Peru, Timoteo Ccarita Sacaca, Tapiz replica colonial (colonia replica tapestry) 131x 100
Size: 131 x 100 cm
Takes 4 months to make.
During the Inca empire, the nest female weavers (aclla) from across the empire were forcibly relocated to the capital Cusco to work in the Acllawasi or 'House of the Chosen Women'. Here, too, state sponsored workshops with subsidised workers produced clothing for the nobility and the army. In Inca times these designs were only allowed to be used by the Inca king and those to whom he made gifts of special tocapu-embellished garments. A woman wearing such a garment was no doubt a member of one of the noble families. Even after Spanish colonization the New World, this display of Inca heritage still retained its prestige. During colonial times, former Inca-trained weavers continued to create high quality textiles for new purposes, the inclusion of new motifs imparts new levels of meaning to traditional design and production. Tapestries are a perfect blend of the cross-cultural elements of the 16th– and 17th-century era of global trade with Inca techniques and design motifs.
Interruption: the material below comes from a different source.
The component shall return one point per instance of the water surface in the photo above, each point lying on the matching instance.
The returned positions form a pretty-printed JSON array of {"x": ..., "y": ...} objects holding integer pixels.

The combination of the Spanish art with inca tradition created objects of hybrid beauty, such as this tapestry, which retains the traditions of the Inca past while transforming the aesthetic of luxury in an increasingly complex society.
Thanks to his research in textiles arround Cusco region for decades, Timoteo Ccarita could recover the art of tapestry.
The tapiz is made by Timoteo with a back strap loom, but all the whole handmade process involves hundreds of emembers of the community, from shearing the alpacas, spinning the yarn or dyeing the wool. It's a time consuming technique. The time depends on the size, from 2 weeks the small ones until 6 months the big ones.